Midocean dropshipping via API with DroFx
Midocean dropshipping via API with DroFxMidocean dropshipping via API with DroFx
Midocean dropshipping via API with DroFxolyaivanovalion
 
Generative AI on Enterprise Cloud with NiFi and Milvus
Generative AI on Enterprise Cloud with NiFi and MilvusGenerative AI on Enterprise Cloud with NiFi and Milvus
Generative AI on Enterprise Cloud with NiFi and MilvusTimothy Spann
 
Edukaciniai dropshipping via API with DroFx
Edukaciniai dropshipping via API with DroFxEdukaciniai dropshipping via API with DroFx
Edukaciniai dropshipping via API with DroFxolyaivanovalion
 

Recently uploaded (20)

Halmar dropshipping via API with DroFx
Halmar  dropshipping  via API with DroFxHalmar  dropshipping  via API with DroFx
Halmar dropshipping via API with DroFx
 
Call Girls Indiranagar Just Call 👗 7737669865 👗 Top Class Call Girl Service B...
Call Girls Indiranagar Just Call 👗 7737669865 👗 Top Class Call Girl Service B...Call Girls Indiranagar Just Call 👗 7737669865 👗 Top Class Call Girl Service B...
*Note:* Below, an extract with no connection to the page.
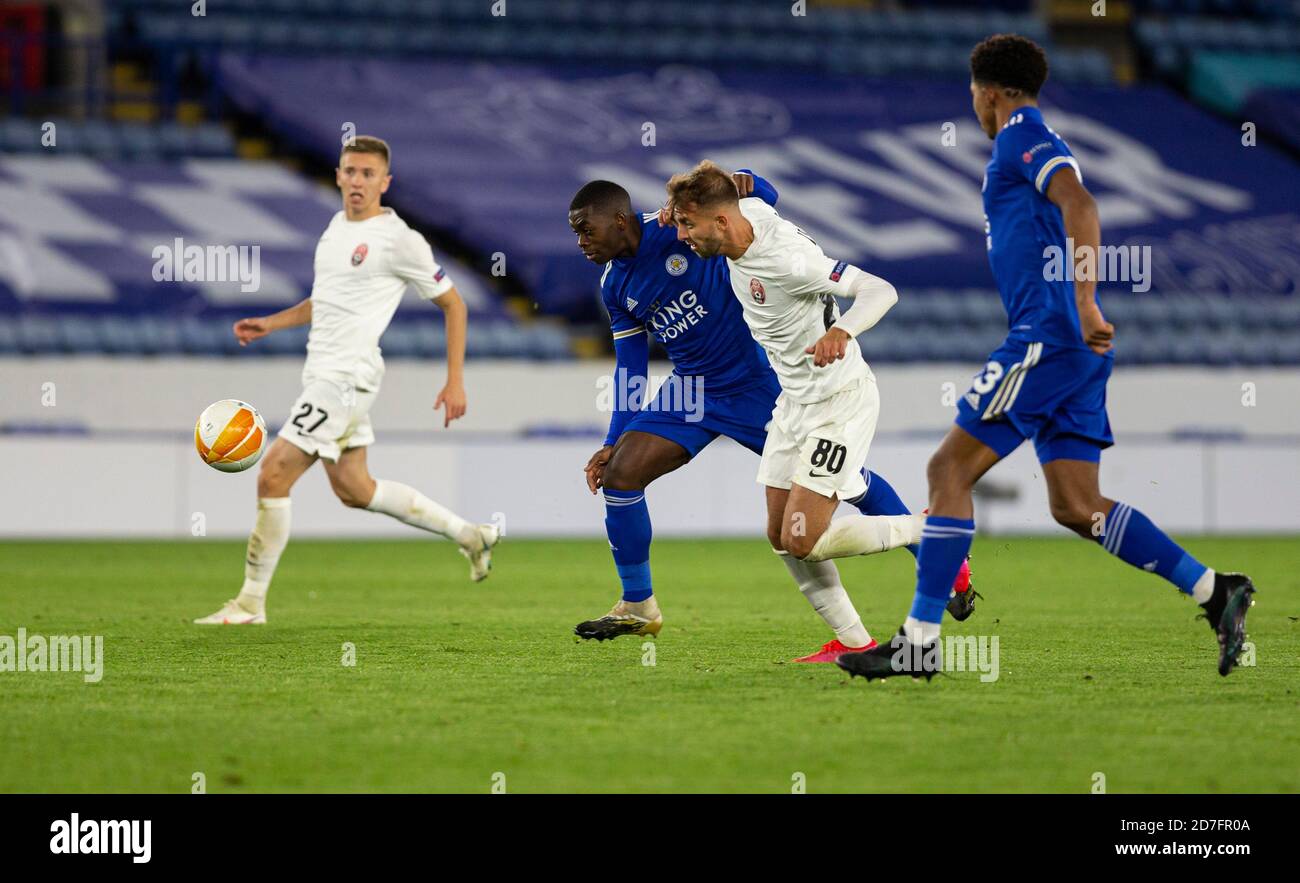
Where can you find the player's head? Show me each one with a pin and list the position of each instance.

Call Girls Indiranagar Just Call 👗 7737669865 👗 Top Class Call Girl Service B...
 
Call me @ 9892124323 Cheap Rate Call Girls in Vashi with Real Photo 100% Secure
Call me @ 9892124323  Cheap Rate Call Girls in Vashi with Real Photo 100% SecureCall me @ 9892124323  Cheap Rate Call Girls in Vashi with Real Photo 100% Secure
Call me @ 9892124323 Cheap Rate Call Girls in Vashi with Real Photo 100% Secure
 
BPAC WITH UFSBI GENERAL PRESENTATION 18_05_2017-1.pptx
BPAC WITH UFSBI GENERAL PRESENTATION 18_05_2017-1.pptxBPAC WITH UFSBI GENERAL PRESENTATION 18_05_2017-1.pptx
BPAC WITH UFSBI GENERAL PRESENTATION 18_05_2017-1.pptx
 
VIP Model Call Girls Hinjewadi ( Pune ) Call ON 8005736733 Starting From 5K t...
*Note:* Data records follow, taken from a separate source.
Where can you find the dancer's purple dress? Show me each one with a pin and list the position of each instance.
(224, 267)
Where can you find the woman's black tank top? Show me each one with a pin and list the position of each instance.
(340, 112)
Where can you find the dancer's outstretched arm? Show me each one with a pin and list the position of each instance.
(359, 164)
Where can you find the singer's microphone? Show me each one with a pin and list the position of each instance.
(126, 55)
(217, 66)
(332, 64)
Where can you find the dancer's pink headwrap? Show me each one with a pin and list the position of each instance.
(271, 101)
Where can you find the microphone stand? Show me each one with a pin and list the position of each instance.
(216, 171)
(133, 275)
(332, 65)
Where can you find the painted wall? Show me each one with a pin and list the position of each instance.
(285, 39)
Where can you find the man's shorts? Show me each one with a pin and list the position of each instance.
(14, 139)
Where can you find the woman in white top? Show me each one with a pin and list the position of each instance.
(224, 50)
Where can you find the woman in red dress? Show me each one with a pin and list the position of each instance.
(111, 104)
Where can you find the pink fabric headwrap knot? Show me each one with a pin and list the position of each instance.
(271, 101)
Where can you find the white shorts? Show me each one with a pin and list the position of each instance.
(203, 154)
VIP Model Call Girls Hinjewadi ( Pune ) Call ON 8005736733 Starting From 5K t...VIP Model Call Girls Hinjewadi ( Pune ) Call ON 8005736733 Starting From 5K t...
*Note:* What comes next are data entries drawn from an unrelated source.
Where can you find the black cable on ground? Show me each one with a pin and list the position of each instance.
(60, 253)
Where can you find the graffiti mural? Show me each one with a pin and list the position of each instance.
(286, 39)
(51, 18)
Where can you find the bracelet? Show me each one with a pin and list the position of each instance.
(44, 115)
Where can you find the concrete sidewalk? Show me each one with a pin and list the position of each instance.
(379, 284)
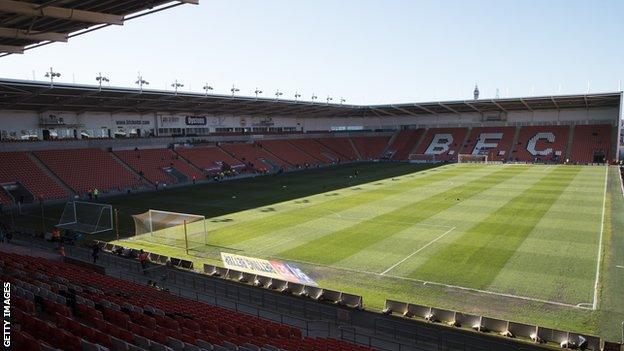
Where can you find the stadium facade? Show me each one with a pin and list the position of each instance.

VIP Model Call Girls Hinjewadi ( Pune ) Call ON 8005736733 Starting From 5K t...
 
BDSM⚡Call Girls in Mandawali Delhi >༒8448380779 Escort Service
BDSM⚡Call Girls in Mandawali Delhi >༒8448380779 Escort ServiceBDSM⚡Call Girls in Mandawali Delhi >༒8448380779 Escort Service
BDSM⚡Call Girls in Mandawali Delhi >༒8448380779 Escort Service
 
Al Barsha Escorts $#$ O565212860 $#$ Escort Service In Al Barsha
Al Barsha Escorts $#$ O565212860 $#$ Escort Service In Al BarshaAl Barsha Escorts $#$ O565212860 $#$ Escort Service In Al Barsha
Al Barsha Escorts $#$ O565212860 $#$ Escort Service In Al Barsha
 
Best VIP Call Girls Noida Sector 39 Call Me: 8448380779
Best VIP Call Girls Noida Sector 39 Call Me: 8448380779Best VIP Call Girls Noida Sector 39 Call Me: 8448380779
Best VIP Call Girls Noida Sector 39 Call Me: 8448380779
 
CebaBaby dropshipping via API with DroFX.pptx
CebaBaby dropshipping via API with DroFX.pptxCebaBaby dropshipping via API with DroFX.pptx
CebaBaby dropshipping via API with DroFX.pptx
 
Vip Model Call Girls (Delhi) Karol Bagh 9711199171✔️Body to body massage wit...
Vip Model  Call Girls (Delhi) Karol Bagh 9711199171✔️Body to body massage wit...Vip Model  Call Girls (Delhi) Karol Bagh 9711199171✔️Body to body massage wit...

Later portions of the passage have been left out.